屋裡的氣氛異常緊張,政光明迎了上來,“何先生,不如我們一起下山去,這山上不知道有什麽東西,為了大家的安全……”
何億說:“天這樣晚,走山路不安全,我看還是留在這裡,明天早上警察會到。”
“剛才我聯系過縣裡的警察,他們說明天中午才能到。”
“有一位刑警朋友,打過電話後正連夜趕過來。”
“……這樣。”
這時李弘閣經過他們的身側向外面走去。
何億喊住他:“李先生!”
李弘閣回頭冷冷地說:“這樣的地方我一分鍾也不想待。”
何億走過去說:“我正好找您有點兒事情,去您的房間談一下?”
李弘閣輕蔑地瞥了何億一眼問:“你找我有事?”
說完不理何億徑自向外面走去。
何億把手放在兜裡對著他的後背淡淡說道:“你的包是不是太重了?我看你拿得很吃力。”
李弘閣站住,轉過身,看著何億,變了臉色,何億微笑。李弘閣沒再說什麽,默默地向樓梯走去,何億則向眾人走來。

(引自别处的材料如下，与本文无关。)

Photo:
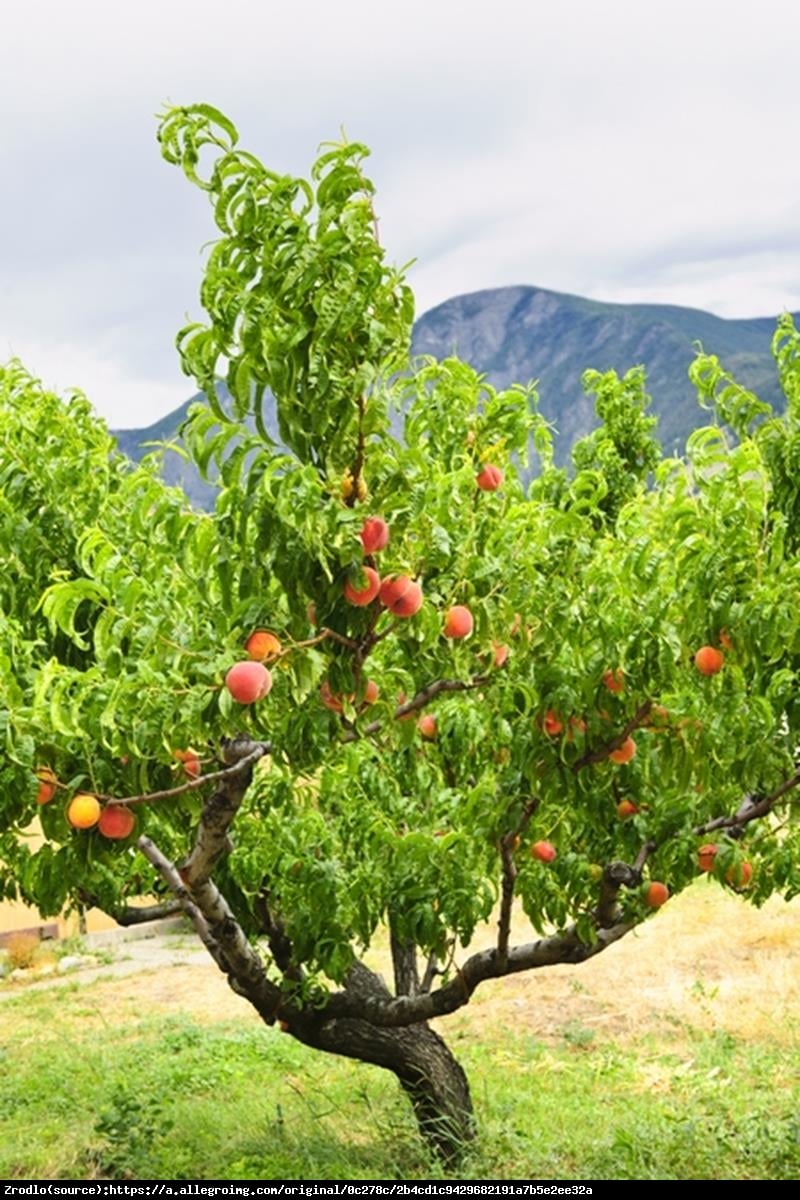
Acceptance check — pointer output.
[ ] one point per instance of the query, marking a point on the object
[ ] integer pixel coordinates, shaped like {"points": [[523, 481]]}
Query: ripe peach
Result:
{"points": [[116, 822], [709, 660], [552, 724], [489, 478], [374, 535], [427, 726], [624, 753], [458, 622], [614, 681], [362, 595], [248, 682], [739, 875], [499, 654], [402, 595], [328, 697], [705, 856], [656, 894], [84, 810], [47, 785], [191, 761], [262, 646]]}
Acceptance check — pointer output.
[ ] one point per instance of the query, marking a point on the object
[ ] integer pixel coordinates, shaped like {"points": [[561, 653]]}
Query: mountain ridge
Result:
{"points": [[522, 333]]}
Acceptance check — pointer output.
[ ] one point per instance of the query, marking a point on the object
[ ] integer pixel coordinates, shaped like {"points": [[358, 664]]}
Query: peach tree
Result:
{"points": [[386, 695]]}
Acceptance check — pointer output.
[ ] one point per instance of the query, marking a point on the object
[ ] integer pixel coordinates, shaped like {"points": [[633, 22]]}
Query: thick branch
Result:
{"points": [[215, 777], [615, 876], [130, 915], [419, 701], [751, 809], [601, 753], [507, 846], [211, 840], [221, 934], [407, 978], [170, 876]]}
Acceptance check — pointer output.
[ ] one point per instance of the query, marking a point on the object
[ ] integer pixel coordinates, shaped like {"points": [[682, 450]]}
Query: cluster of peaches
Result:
{"points": [[250, 681]]}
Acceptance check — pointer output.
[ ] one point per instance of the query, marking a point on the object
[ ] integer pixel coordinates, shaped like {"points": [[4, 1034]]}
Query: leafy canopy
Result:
{"points": [[121, 609]]}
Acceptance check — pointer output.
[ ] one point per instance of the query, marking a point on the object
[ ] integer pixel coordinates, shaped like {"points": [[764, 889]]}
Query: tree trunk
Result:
{"points": [[428, 1073]]}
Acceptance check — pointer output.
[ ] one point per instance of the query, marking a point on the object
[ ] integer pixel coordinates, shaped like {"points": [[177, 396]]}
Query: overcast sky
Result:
{"points": [[631, 150]]}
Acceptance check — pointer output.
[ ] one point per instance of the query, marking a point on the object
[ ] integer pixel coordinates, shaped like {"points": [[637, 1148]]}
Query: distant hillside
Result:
{"points": [[518, 334]]}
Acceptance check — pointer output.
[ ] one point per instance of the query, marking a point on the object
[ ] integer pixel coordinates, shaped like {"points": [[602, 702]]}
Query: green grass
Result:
{"points": [[89, 1092]]}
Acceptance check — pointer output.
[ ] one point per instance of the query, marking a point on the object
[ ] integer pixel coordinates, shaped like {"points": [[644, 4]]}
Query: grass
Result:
{"points": [[89, 1092], [669, 1059]]}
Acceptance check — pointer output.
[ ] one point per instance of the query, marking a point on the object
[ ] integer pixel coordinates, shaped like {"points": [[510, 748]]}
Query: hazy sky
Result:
{"points": [[618, 149]]}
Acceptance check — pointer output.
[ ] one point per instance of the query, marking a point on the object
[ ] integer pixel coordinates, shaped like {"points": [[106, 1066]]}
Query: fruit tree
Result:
{"points": [[465, 681]]}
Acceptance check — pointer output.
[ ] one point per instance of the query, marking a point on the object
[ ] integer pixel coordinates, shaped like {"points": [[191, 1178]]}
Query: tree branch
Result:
{"points": [[131, 915], [507, 846], [211, 840], [751, 809], [400, 1011], [419, 701], [215, 777], [601, 754], [221, 934], [407, 978], [615, 876]]}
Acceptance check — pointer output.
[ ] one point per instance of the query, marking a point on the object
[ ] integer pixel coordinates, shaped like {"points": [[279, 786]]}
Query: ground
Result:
{"points": [[707, 958]]}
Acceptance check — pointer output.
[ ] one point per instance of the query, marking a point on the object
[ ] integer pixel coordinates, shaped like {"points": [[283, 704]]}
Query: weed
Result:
{"points": [[127, 1129]]}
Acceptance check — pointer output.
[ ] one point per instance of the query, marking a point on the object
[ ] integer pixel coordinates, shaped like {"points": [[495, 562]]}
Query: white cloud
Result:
{"points": [[124, 397], [620, 150]]}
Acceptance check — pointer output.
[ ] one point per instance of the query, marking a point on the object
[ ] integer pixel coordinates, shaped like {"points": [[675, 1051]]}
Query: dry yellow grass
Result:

吳天自言自語地說:“金錢最終吞噬了人類的性命,實際上我們的靈魂早已死了。”
大家因為這句莫名其妙的話向他看去,可能已經習慣了吳天的神經質,看過也就罷了。
何億對眾人說:“大家都回自己的房間休息吧,把門窗鎖好,我與政管家輪流守夜。”
看到李弘閣已經上樓,何億走到蕭紅紅身前,說道:“有些事需要調查,你能利用這裡的網絡幫我查一下嗎?”
“放心吧,讓你看看歷史學家的調查能力。”蕭紅紅自信地說。
“好,是這件事……”何億小聲地告訴蕭紅紅。
“啊,這會有用處嗎?”蕭紅紅奇怪地問。
“應該有,拜托你了。”
“好!”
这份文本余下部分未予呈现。